Moore v. Tarrant Appraisal Dist., 2-90-171-CV

Decision Date22 January 1992
Docket NumberNo. 2-90-171-CV,2-90-171-CV
PartiesHans J. MOORE and George H. Moore, Appellants, v. TARRANT APPRAISAL DISTRICT and Tarrant Appraisal Review Board, Appellees.
CourtTexas Court of Appeals

D. Nicholas Acuff & Associates, D. Nicholas Acuff, Fort Worth, for appellants.

Cantey & Hanger, Mary Colchin Johndroe, Fort Worth, for appellees.

Before WEAVER, C.J., and LATTIMORE and DAY, JJ.

OPINION

LATTIMORE, Justice.

This is an appeal by Hans J. Moore and George H. Moore ("Moores") of a judgment in favor of the appellees, the Tarrant Appraisal District and the Tarrant Appraisal Review Board (hereinafter referred to as "TAD"). This was a case involving the qualification of property as open-space land for ad valorem tax purposes. The case was tried before a jury which found the property did not qualify as open-space land for any of the three years in question. The trial court rendered judgment on the jury's verdict. From this judgment, the Moores now appeal.

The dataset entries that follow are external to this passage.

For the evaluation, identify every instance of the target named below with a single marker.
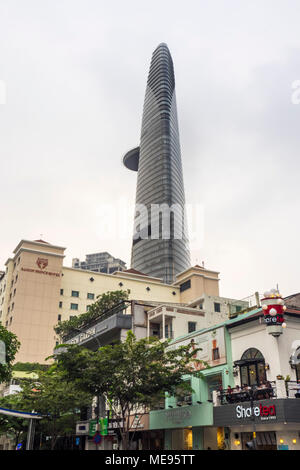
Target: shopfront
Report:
(183, 427)
(264, 425)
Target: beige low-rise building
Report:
(37, 291)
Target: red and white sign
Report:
(265, 412)
(42, 263)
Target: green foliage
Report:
(51, 396)
(11, 426)
(105, 302)
(12, 346)
(132, 375)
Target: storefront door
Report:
(264, 440)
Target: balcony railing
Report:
(238, 395)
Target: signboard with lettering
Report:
(261, 412)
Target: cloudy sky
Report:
(75, 74)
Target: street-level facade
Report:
(188, 423)
(273, 411)
(247, 355)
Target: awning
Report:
(244, 362)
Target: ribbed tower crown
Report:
(160, 179)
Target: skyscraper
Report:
(160, 245)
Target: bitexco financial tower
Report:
(159, 180)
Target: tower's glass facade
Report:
(159, 180)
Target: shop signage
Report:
(177, 416)
(269, 411)
(265, 412)
(102, 425)
(39, 271)
(42, 263)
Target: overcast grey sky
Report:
(75, 74)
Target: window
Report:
(252, 367)
(186, 285)
(192, 326)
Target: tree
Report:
(9, 345)
(11, 426)
(57, 401)
(132, 376)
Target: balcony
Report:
(103, 330)
(272, 390)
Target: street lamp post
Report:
(253, 418)
(98, 396)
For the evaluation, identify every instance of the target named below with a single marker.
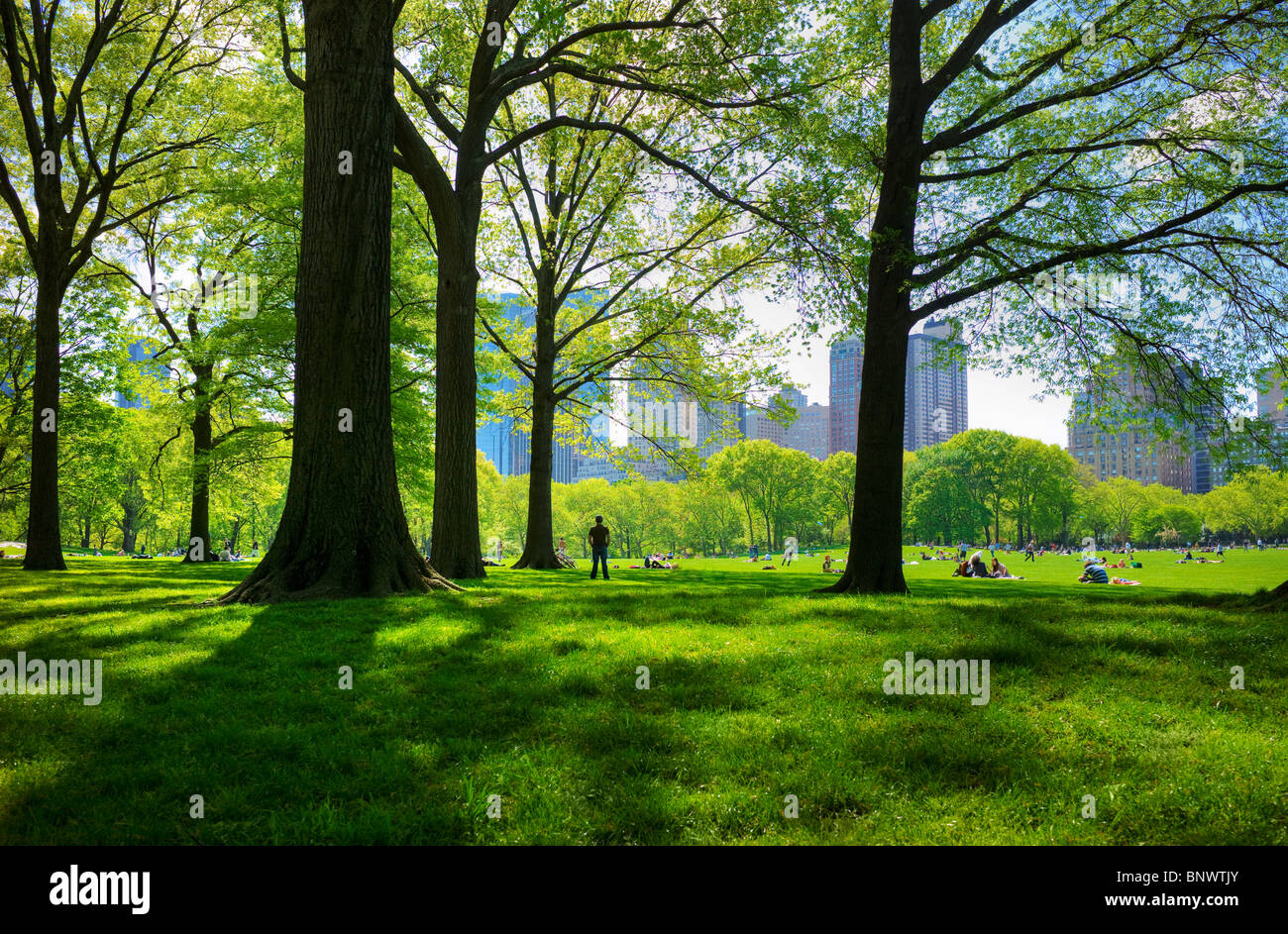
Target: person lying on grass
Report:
(973, 567)
(1000, 572)
(1096, 573)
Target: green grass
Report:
(524, 686)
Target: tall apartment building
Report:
(500, 437)
(935, 405)
(934, 389)
(845, 369)
(1270, 398)
(1134, 454)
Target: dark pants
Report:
(597, 556)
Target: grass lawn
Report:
(524, 686)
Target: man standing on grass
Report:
(597, 539)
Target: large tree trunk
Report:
(44, 536)
(343, 530)
(455, 534)
(875, 562)
(539, 552)
(198, 522)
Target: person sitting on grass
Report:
(1003, 573)
(1094, 572)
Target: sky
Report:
(1008, 403)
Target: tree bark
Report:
(875, 561)
(44, 536)
(343, 530)
(539, 552)
(455, 532)
(202, 446)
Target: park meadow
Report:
(523, 693)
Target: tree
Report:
(101, 123)
(1144, 136)
(717, 62)
(590, 234)
(343, 530)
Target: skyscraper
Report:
(500, 438)
(1134, 453)
(845, 368)
(934, 392)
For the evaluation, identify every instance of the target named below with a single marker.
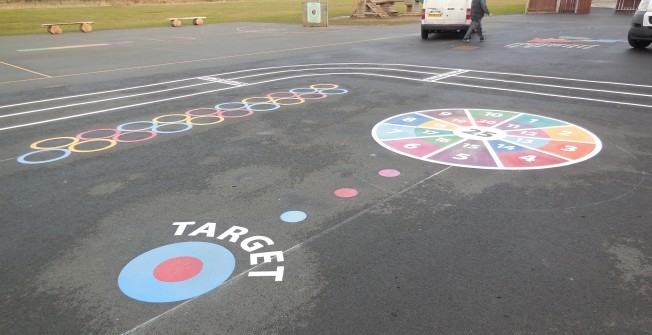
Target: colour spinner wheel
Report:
(486, 139)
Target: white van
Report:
(445, 15)
(640, 32)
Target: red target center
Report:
(178, 269)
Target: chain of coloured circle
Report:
(174, 123)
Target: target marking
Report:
(176, 272)
(486, 139)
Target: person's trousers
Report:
(476, 26)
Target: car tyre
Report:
(637, 44)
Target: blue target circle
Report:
(137, 280)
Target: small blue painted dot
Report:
(293, 216)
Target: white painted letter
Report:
(182, 227)
(208, 229)
(235, 232)
(278, 274)
(255, 246)
(266, 256)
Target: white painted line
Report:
(26, 70)
(441, 76)
(100, 100)
(216, 58)
(329, 74)
(95, 93)
(222, 81)
(111, 109)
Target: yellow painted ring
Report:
(191, 121)
(112, 143)
(36, 145)
(185, 118)
(324, 86)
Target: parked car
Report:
(640, 33)
(445, 16)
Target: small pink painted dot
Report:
(178, 269)
(346, 192)
(389, 173)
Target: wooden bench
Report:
(55, 28)
(196, 20)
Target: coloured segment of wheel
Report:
(486, 139)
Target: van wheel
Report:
(637, 44)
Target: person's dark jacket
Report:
(478, 9)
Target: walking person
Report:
(478, 10)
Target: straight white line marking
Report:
(441, 76)
(216, 58)
(101, 100)
(24, 69)
(96, 93)
(327, 74)
(297, 246)
(111, 109)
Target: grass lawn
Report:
(19, 21)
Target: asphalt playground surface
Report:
(519, 204)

In their three points of error, the Moores assert that the trial court erred in: (1) instructing the jury on the term "agricultural use" by including instructions which were contradictory and misleading, placed an unlawful burden on appellants, and improperly introduced speculation on the subjective motives of the appellants rather than providing an objective test of the use of the subject land; (2) instructing the jury on the term "the degree of intensity generally accepted in the area" by using an instruction which implied that the appellants were required to be in the business of farming or ranching when the law only requires that the land be used for a farm or ranch purpose; and (3) not granting the plaintiffs' motion for new trial because the greater weight and preponderance of the evidence established that the subject property was qualified for open-space use designation in the tax years in question.

Reversed and remanded.

Appellants' Points of Error

The Moores' first point of error contends that the trial court erred in instructing the jury on the term "agricultural use" by including improper additional instructions. In order to determine whether this alleged error in the jury charge is reversible, we must consider the pleadings of each party, the evidence which was presented at trial, and the charge in its entirety. Island Rec. Dev. v. Republic of Texas Sav., 710 S.W.2d 551, 555 (Tex.1986) (opinion on reh'g). "[E]rror will be deemed reversible only if, when viewed in the light of the totality of these circumstances, it amounted to such a denial of the rights of the complaining party as was reasonably calculated and probably did cause the rendition of an improper judgment." Id.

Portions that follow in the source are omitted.